2012 年3月上旬のこのテキサス遠征釣行では、カナダ国内にも棲息しているがまだ釣ったことのない魚種を優先的に狙っていた。

これらにはイエローブルヘッドウォーマウス、ストライプトバス、スモールマウスバッファロー、スポッティドガーなどが含まれていたが、このうち釣れたのは本種、スモールマウスバッファローだけだった。

この日は午前中に8度という凍えるほどの寒さの中、ジャスティンというタウンを流れるクリークでイエローブルヘッドを狙ったものの、カメとサンフィッシュ類しか釣れず、心がまたしても折れてしまったが、奮い立たせて午後からはトリニティリバーのエルムフォークと呼ばれる流域に足をのばした。

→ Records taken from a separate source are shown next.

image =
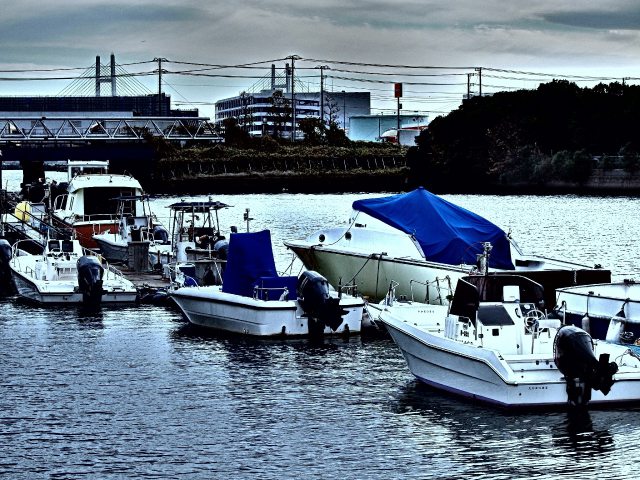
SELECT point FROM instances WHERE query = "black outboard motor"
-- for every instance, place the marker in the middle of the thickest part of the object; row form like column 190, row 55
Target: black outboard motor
column 5, row 271
column 321, row 309
column 573, row 355
column 90, row 280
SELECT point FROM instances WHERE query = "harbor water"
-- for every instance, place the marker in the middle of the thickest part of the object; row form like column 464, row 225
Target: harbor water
column 138, row 393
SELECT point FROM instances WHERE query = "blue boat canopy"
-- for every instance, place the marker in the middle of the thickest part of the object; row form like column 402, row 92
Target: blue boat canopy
column 446, row 232
column 250, row 264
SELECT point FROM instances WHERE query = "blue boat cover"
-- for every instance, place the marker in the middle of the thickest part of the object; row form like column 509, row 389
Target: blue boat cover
column 446, row 232
column 250, row 257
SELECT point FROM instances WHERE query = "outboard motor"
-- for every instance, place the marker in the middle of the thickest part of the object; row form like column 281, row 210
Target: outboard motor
column 321, row 309
column 221, row 247
column 5, row 271
column 573, row 355
column 90, row 280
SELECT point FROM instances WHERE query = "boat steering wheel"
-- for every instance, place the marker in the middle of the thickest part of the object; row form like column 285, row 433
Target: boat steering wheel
column 531, row 320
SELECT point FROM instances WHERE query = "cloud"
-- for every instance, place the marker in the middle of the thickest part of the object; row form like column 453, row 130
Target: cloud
column 601, row 20
column 538, row 35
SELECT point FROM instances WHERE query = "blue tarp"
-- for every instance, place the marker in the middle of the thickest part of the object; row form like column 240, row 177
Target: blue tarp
column 446, row 232
column 250, row 258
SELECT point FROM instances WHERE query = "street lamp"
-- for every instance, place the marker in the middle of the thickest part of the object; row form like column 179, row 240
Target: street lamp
column 344, row 112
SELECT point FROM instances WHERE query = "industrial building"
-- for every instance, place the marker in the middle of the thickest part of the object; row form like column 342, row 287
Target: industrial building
column 381, row 128
column 267, row 108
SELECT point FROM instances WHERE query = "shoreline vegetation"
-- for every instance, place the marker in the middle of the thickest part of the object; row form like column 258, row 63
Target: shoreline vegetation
column 559, row 138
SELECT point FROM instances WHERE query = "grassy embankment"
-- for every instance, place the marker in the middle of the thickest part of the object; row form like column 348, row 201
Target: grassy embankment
column 273, row 168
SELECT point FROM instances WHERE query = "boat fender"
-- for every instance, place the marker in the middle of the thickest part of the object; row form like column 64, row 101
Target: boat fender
column 616, row 328
column 627, row 338
column 160, row 234
column 574, row 357
column 90, row 273
column 315, row 300
column 5, row 258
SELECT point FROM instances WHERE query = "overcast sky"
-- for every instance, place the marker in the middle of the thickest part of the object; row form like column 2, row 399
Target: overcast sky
column 559, row 37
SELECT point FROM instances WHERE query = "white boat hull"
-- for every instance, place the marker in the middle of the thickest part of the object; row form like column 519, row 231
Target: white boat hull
column 374, row 259
column 374, row 273
column 113, row 251
column 210, row 307
column 59, row 292
column 504, row 380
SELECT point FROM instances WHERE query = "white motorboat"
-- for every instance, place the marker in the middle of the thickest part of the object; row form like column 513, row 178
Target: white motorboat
column 87, row 205
column 198, row 248
column 254, row 300
column 65, row 273
column 426, row 244
column 608, row 311
column 496, row 345
column 136, row 224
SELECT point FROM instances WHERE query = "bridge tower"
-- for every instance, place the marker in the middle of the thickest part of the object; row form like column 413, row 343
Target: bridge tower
column 111, row 78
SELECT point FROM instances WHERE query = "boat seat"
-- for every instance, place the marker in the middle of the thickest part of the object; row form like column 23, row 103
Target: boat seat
column 274, row 286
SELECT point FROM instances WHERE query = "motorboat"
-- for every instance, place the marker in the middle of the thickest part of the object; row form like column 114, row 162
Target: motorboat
column 198, row 247
column 494, row 344
column 67, row 273
column 254, row 300
column 136, row 224
column 87, row 205
column 425, row 244
column 608, row 311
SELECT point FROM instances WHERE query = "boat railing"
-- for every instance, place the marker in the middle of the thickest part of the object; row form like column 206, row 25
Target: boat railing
column 440, row 284
column 262, row 293
column 103, row 261
column 349, row 289
column 95, row 217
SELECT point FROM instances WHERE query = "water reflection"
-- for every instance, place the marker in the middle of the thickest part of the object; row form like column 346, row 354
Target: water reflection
column 577, row 434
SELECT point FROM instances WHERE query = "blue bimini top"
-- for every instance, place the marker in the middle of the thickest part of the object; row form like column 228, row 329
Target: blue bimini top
column 250, row 258
column 446, row 232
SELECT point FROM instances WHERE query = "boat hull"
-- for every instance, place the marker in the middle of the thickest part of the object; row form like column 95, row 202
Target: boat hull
column 523, row 381
column 373, row 273
column 65, row 293
column 210, row 307
column 84, row 231
column 113, row 252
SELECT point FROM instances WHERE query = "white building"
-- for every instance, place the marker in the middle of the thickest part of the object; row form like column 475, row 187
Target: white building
column 267, row 108
column 379, row 128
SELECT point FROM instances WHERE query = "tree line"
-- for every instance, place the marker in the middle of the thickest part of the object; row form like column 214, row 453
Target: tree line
column 559, row 131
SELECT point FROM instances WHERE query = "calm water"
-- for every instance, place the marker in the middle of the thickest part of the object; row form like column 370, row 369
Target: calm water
column 138, row 393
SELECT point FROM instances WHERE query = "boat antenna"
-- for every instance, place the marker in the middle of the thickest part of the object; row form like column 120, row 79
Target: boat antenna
column 483, row 258
column 247, row 218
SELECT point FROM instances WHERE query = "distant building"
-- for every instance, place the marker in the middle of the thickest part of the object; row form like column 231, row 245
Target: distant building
column 380, row 128
column 84, row 108
column 267, row 108
column 138, row 106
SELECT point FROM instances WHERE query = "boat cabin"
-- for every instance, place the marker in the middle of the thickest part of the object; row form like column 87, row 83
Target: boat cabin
column 502, row 312
column 58, row 261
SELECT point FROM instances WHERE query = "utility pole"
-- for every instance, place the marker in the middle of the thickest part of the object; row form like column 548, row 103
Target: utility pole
column 344, row 112
column 159, row 60
column 293, row 98
column 322, row 67
column 397, row 92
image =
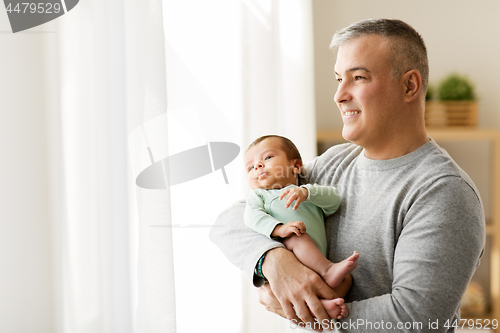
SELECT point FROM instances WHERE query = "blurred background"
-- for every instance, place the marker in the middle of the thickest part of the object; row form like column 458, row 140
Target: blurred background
column 72, row 228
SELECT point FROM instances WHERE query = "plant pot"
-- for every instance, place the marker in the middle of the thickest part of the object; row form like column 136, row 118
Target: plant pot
column 451, row 114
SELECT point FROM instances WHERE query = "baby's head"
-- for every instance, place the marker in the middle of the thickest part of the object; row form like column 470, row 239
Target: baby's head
column 272, row 162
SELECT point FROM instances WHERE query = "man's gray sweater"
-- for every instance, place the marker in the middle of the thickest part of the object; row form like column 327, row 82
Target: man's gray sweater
column 417, row 222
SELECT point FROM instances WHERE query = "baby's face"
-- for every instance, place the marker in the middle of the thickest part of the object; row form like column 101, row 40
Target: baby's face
column 268, row 166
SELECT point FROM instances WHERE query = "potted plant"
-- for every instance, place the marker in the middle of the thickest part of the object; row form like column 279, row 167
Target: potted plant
column 457, row 101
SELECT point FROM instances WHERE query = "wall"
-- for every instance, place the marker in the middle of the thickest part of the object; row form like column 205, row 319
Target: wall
column 461, row 35
column 26, row 303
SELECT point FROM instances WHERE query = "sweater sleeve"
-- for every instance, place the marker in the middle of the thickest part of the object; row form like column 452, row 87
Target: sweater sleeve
column 255, row 216
column 435, row 256
column 242, row 246
column 325, row 197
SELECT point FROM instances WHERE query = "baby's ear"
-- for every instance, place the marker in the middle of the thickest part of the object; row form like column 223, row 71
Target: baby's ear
column 297, row 166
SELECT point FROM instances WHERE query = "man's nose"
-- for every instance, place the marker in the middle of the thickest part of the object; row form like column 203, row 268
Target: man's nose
column 342, row 94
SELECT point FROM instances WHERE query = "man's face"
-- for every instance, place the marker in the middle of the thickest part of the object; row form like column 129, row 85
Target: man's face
column 368, row 97
column 268, row 166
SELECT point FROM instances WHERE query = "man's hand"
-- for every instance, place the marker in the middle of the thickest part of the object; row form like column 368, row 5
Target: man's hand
column 288, row 229
column 296, row 287
column 297, row 194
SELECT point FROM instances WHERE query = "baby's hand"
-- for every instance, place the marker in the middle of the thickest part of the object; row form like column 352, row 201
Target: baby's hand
column 297, row 194
column 285, row 230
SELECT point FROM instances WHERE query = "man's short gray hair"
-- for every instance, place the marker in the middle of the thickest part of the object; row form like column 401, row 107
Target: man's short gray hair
column 407, row 46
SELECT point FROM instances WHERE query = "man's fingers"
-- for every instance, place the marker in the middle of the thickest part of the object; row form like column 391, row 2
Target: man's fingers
column 303, row 312
column 297, row 203
column 283, row 194
column 318, row 311
column 290, row 312
column 291, row 199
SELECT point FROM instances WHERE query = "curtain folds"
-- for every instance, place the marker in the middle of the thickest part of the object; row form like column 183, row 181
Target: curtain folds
column 115, row 273
column 226, row 71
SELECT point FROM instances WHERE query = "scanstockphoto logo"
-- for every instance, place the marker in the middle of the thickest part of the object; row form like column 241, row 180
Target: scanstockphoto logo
column 28, row 14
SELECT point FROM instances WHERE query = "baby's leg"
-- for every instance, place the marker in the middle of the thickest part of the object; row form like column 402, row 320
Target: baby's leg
column 335, row 308
column 308, row 253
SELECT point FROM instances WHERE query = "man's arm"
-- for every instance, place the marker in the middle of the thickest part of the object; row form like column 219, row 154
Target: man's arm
column 434, row 258
column 242, row 246
column 295, row 284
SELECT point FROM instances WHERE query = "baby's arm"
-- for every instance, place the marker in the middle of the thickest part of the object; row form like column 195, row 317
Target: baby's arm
column 297, row 194
column 289, row 229
column 325, row 197
column 256, row 217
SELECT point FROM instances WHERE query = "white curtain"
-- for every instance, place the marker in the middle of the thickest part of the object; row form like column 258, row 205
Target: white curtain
column 129, row 259
column 278, row 97
column 113, row 269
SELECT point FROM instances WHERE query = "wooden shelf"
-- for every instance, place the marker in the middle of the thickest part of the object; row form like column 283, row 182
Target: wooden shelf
column 466, row 134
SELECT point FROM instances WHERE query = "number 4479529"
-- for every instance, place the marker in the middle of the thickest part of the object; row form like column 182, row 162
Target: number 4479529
column 472, row 323
column 32, row 8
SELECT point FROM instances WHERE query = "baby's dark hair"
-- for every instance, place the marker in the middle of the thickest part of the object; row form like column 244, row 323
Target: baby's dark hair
column 291, row 151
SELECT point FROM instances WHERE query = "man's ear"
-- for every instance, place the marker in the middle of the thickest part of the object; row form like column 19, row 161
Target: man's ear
column 297, row 166
column 412, row 83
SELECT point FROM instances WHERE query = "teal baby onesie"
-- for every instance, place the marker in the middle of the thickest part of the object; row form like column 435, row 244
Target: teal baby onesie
column 264, row 210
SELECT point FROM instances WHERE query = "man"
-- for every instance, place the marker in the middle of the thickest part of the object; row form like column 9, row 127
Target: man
column 413, row 215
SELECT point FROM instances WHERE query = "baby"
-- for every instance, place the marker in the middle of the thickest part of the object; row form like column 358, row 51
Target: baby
column 273, row 164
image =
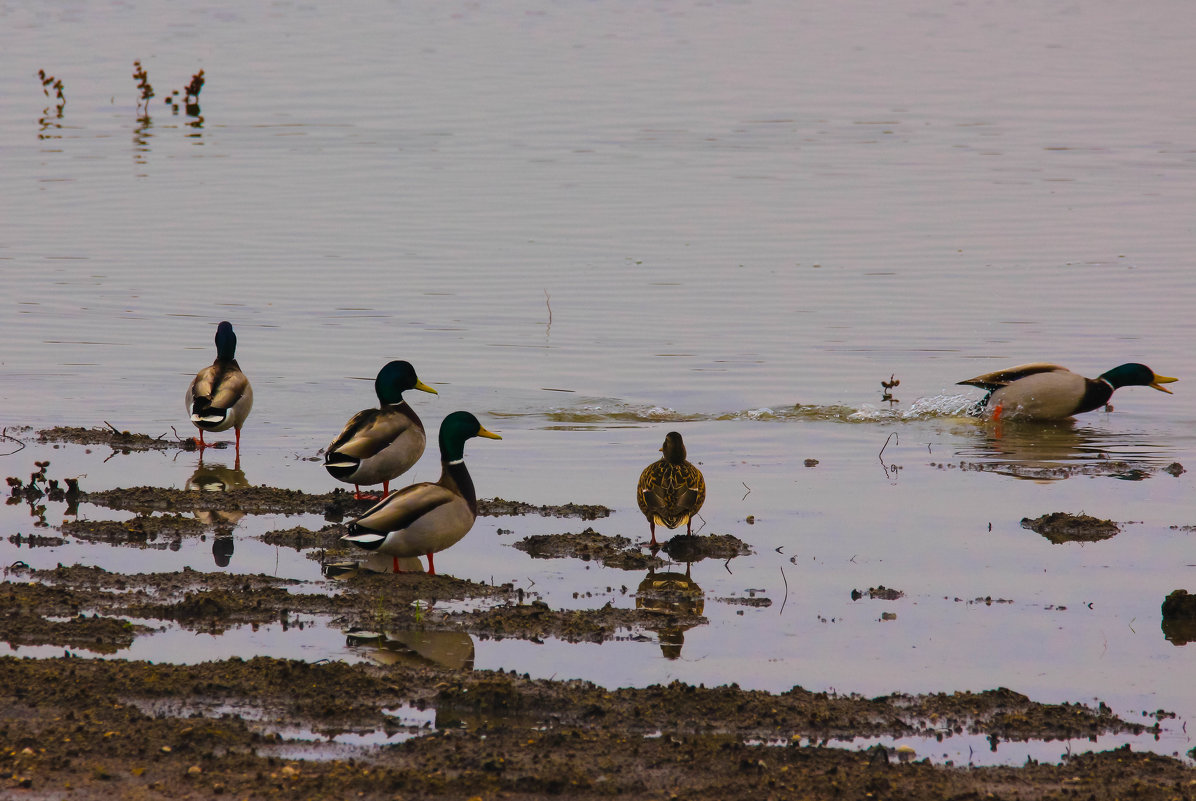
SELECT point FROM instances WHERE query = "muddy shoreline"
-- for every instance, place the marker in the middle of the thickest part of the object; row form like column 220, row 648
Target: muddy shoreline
column 98, row 728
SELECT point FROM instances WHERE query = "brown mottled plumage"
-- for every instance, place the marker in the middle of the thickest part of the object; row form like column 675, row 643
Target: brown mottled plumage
column 671, row 490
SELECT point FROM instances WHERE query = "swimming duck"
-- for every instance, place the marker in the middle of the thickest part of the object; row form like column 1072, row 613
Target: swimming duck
column 1045, row 391
column 378, row 445
column 426, row 518
column 671, row 490
column 219, row 396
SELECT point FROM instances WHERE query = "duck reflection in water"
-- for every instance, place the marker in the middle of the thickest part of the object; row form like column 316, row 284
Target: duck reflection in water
column 1179, row 617
column 218, row 478
column 676, row 601
column 418, row 648
column 670, row 490
column 1057, row 450
column 372, row 563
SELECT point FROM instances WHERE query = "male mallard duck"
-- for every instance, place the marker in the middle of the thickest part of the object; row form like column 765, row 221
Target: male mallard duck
column 426, row 518
column 378, row 445
column 219, row 396
column 671, row 490
column 1045, row 391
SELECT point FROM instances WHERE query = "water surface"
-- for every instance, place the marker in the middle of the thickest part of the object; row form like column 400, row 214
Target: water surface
column 592, row 224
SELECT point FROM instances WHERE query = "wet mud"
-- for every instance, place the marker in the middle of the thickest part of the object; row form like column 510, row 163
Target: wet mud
column 268, row 728
column 1062, row 527
column 264, row 728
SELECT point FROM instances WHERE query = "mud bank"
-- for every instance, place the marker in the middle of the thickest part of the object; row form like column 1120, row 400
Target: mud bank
column 274, row 728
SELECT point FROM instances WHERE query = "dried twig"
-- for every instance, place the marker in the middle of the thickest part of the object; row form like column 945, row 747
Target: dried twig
column 5, row 434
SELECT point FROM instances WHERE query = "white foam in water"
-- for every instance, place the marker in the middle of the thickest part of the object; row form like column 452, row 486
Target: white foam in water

事前に調べていたスポットは目と鼻の先に見えているものの薮に阻まれて辿り着けなかったが、その手前のプールに大きなコイが数尾見えたので、同じような環境を好むスモールマウスバッファローもいると考え、ここで釣ることにした。

ナイトクローラー (ワームサイズのドバミミズ) のブッコミを置き竿の方で行い、EX 静流渓流 540 の振り出し竿の方ではスチールヘッド用ウキ仕掛けに同じエサを付けて下流側のいくつかのプールを順に探って行った。ハリは最初はヘラ改良スレの8号ハリス1号を使っていたが、後にハリスをマキシマウルトラグリーンの 4lb に、ハリを丸せいご13 号に替えた。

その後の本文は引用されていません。